Ce texte de Platon a été écrit il y a 2 400 ans ! Il n’a pas pris une ride.

J’ai beaucoup milité pour les valeurs du sport. Dans ce blog, j’ai, à plusieurs reprises écrit sur les valeurs éducatives que sont : l’esprit d’équipe, le dépassement de soi, l’éthique. Ce sont des valeurs universelles que les éducateurs, les élites, les maîtres, ont le devoir d’enseigner et de faire respecter.

Depuis le début de ce mondial de football, une fête colorée pour la première fois en Afrique, je n’avais pas le cœur à consacrer un billet à ce que je voyais et à ce que j’entendais. Les premiers matches étaient lents, bloqués, tristes. Les meilleurs joueurs de la planète, après plus de cinquante matches joués dans l’année, sont apparus épuisés, surentraînés, incapables d’être à la hauteur de leur réputation. Terrorisées à l’idée de perdre, les meilleurs équipes refusent de prendre le moindre risque, ne pensent qu’à défendre, au lieu d’offrir des actions de folie que le public et les téléspectateurs du monde entier attendent depuis quatre ans. Cet événement sportif ne peut être une fête qu’à cette condition.

La France n’a pas les moyens d’avoir, tous les quatre ans, une des meilleures équipes du monde comme en handball ou en rugby. Quelle importance ? Est-ce vraiment d’un intérêt vital pour notre pays ? A l’évidence, non, à condition d’offrir le visage d’une équipe volontaire, pugnace, bien organisée et unie par un état d’esprit exemplaire.

Pour cacher la faiblesse de l’équipe de France, en manque de motivation et sans doute de talent, dirigeants, sélectionneur et joueurs ont fait semblant, ont construit des illusions, ont travesti la vérité, triché et en définitive trahi.

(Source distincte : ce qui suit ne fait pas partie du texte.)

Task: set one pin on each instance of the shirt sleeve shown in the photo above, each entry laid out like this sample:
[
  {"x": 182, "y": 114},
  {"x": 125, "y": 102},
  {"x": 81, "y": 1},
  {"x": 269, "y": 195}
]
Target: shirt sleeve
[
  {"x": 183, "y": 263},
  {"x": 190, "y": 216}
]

  • Quand les dirigeants d’une grande – et riche – fédération font preuve de tant de faiblesse.
  • Quand le sélectionneur, pressé de s’expliquer sur son système de jeu, répond invariablement, avec un sourire ironique : « Je m’en fous… ». Il ne faut pas être surpris qu’après un échec contre une équipe du Mexique, qui ne figure pas parmi les meilleures équipes du monde, des joueurs de l’équipe de France se laissent aller à des propos et des gestes inqualifiables.
  • Quand un journal spécialisé de grande diffusion trahit à ce point son éthique – et le secret du vestiaire – dans le but de faire de l’audience et de régler des comptes.
  • Quand des joueurs, boudeurs, arrogants, imbus de leur personne, mâchent du chewing gum pendant la Marseillaise.
  • Quand les bornes sont franchies, disait le président Georges Pompidou il n’y a plus de limites.
  • Quand les hommes dont la fonction est de défendre les valeurs trahissent cette fonction au profit d’intérêts personnels.
  • Quand rien ne plus s’opposer à la montée aux extrêmes, à l’irréparable,

alors il faut croire à ce qu’écrivait Platon :

…c’est là, en toute beauté et en toute jeunesse, le début de la tyrannie.